Возвращение старого варана | страница 14
Тут варан встал и, по-прежнему с опаской косясь на женщину в черном платье, открыл футляр, лежавший на горке. Вынул из него виоль д'амур и пристроил ее под свою нижнюю челюсть, предварительно отодвинув в сторонку мешающую складку кожи. В другую лапу он взял смычок и заиграл вальс. К нестройным звукам примешивался его неумолчный скулеж, иногда напоминающий собачий вой. Я подошел к женщине, медленно и торжественно поклонился ей и обнял за талию. Мы стали танцевать, неловко кружа среди обитых кожей стульев и светильников на высоких металлических ножках. По комнате разносились меланхолические звуки виолы и завывания ящера.

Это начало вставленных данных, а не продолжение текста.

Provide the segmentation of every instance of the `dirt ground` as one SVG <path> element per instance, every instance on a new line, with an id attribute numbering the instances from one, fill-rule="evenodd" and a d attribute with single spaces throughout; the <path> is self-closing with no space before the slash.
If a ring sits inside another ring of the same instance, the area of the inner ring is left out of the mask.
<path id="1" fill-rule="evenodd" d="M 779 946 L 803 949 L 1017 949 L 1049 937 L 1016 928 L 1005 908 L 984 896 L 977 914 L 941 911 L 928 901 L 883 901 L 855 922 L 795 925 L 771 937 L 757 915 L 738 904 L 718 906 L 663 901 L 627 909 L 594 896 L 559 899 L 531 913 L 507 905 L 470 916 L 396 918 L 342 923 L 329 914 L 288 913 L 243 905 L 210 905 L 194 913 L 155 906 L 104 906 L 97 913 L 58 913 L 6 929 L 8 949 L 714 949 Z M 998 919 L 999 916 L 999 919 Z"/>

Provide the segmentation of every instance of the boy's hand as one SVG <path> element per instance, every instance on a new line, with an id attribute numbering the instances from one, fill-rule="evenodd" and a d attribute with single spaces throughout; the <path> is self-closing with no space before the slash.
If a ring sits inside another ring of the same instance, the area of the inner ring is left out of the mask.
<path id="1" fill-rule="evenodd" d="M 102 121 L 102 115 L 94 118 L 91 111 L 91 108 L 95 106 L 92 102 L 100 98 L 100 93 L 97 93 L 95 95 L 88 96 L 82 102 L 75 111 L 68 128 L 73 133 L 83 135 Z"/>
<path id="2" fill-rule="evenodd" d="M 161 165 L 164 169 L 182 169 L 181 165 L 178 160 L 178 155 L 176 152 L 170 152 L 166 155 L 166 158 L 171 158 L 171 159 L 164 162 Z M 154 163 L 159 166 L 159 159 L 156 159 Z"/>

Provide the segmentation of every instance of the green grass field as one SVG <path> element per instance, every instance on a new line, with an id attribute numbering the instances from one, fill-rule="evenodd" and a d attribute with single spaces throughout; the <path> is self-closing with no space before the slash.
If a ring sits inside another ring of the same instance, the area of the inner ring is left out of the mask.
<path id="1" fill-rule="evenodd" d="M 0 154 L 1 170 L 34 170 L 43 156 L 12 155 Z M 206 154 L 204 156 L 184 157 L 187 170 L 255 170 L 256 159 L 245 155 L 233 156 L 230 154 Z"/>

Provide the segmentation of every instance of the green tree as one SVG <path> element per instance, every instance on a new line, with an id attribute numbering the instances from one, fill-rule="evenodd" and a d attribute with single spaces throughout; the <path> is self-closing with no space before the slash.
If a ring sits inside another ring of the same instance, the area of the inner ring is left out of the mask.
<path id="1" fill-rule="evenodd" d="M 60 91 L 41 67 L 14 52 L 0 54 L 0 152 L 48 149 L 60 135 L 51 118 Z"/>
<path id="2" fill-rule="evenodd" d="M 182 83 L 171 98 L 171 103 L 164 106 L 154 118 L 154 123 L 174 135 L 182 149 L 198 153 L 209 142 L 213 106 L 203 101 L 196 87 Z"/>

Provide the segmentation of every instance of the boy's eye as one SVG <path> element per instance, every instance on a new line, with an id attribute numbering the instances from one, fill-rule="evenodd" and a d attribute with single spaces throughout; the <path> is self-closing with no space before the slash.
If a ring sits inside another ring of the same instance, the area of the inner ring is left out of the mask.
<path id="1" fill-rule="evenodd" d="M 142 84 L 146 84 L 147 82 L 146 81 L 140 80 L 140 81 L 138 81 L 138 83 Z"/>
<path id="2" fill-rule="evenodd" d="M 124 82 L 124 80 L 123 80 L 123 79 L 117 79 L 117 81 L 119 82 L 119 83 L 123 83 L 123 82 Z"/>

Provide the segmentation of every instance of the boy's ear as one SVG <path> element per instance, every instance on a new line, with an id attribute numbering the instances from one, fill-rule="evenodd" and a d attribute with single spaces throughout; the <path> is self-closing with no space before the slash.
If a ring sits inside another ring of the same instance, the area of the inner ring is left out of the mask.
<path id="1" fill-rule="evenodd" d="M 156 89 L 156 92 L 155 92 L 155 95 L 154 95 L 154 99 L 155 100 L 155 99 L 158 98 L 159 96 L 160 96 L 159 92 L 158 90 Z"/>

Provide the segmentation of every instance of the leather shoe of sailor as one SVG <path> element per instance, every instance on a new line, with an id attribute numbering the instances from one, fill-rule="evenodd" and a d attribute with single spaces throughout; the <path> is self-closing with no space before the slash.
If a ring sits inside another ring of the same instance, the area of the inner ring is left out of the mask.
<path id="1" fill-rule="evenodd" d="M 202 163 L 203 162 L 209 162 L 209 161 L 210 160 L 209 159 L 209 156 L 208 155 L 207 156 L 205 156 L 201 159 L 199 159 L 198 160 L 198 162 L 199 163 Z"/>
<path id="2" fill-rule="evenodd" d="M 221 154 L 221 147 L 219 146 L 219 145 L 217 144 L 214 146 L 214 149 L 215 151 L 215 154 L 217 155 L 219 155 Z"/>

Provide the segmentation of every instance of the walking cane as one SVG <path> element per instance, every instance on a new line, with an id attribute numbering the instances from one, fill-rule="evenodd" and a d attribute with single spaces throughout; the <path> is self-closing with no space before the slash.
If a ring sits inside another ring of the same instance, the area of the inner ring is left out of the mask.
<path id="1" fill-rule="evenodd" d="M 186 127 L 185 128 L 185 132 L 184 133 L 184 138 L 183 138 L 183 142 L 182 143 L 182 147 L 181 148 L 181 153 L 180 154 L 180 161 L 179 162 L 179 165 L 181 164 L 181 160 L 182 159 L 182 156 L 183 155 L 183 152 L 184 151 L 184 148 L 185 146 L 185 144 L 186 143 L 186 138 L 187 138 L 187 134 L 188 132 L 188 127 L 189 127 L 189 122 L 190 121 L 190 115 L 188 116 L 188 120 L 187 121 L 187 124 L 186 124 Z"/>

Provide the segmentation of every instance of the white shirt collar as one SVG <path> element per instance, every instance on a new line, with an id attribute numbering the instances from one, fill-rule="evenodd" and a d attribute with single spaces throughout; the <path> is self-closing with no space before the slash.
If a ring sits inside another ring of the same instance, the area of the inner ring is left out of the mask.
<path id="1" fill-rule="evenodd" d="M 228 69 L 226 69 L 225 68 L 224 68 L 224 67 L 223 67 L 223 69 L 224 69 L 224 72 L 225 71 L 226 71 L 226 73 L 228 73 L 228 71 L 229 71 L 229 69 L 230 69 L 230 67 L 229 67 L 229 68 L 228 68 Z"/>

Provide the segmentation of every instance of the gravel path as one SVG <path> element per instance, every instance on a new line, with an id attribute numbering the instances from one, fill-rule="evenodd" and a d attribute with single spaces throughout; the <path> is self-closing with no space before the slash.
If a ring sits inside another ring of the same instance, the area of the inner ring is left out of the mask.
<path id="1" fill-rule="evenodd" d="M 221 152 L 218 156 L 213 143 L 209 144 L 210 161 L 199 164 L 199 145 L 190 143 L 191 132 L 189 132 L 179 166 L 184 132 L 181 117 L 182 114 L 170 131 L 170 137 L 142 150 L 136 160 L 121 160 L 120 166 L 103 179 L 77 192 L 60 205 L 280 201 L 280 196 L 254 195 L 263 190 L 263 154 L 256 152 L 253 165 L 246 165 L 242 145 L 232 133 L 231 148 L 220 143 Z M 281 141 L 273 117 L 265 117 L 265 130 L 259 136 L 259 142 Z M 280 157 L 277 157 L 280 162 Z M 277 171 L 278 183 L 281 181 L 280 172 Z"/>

Однако, судя по всему, во время игры варан забывал о своих страданиях, музыка все больше увлекала его, завывания постепенно стихли, инструмент звучал все громче и радостнее, мелодия становилась все более ликующей и агрессивной. Он выбрался из своего угла и направился к нам с виолой под подбородком, он играл не хуже главного скрипача в самый разгар цыганского праздника, он повизгивал и хвостом по полу отбивал такт. Радостная улыбка на его морде сменилась дьявольской ухмылкой. И женщина тоже менялась. Ее лицо было уже лицом не учительницы, а скорее испуганной девочки, она с ужасом глядела на скалящуюся тварь и льнула ко мне. Я ласково гладил ее по волосам. Не бойся, я с тобой, я не позволю варану сожрать тебя. Она шептала: «Я очень тебя люблю; если нам удастся вырваться из когтей этого ужасного животного, давай вместе уедем куда-нибудь, где нет никаких гнусных варанов, ведь должно же где-нибудь отыскаться такое место, еще недавно трехметровые вараны жили только на Комодо, а теперь они повсюду; когда я еду в метро, они сидят напротив и раскачиваются, я вынуждена всю дорогу смотреть в их тупые морды, на работе моим новым начальником назначили варана, он хватает меня лапами за плечи, когда я печатаю на машинке, делает мне гнусные предложения…» Варан подошел к нам вплотную, он стоял, открыв пасть, полную жутких блестящих зубов, и играл дикую венгерскую мелодию, он притопывал ногой, так что стены тряслись и покрывались сетью трещин, похожих на разлапистые корни, и громко взвизгивал. Но и с меня спало оцепенение, я больше не боялся зубов варана, не чувствовал потребности отчитываться перед кем-то, оправдываться, что не сделал задания, теперь я знал, что никакого задания нет, что есть лишь неспешно текущая река бытия с ее струями и запахами и то незнаемое и нежданное, что зреет внутри течения.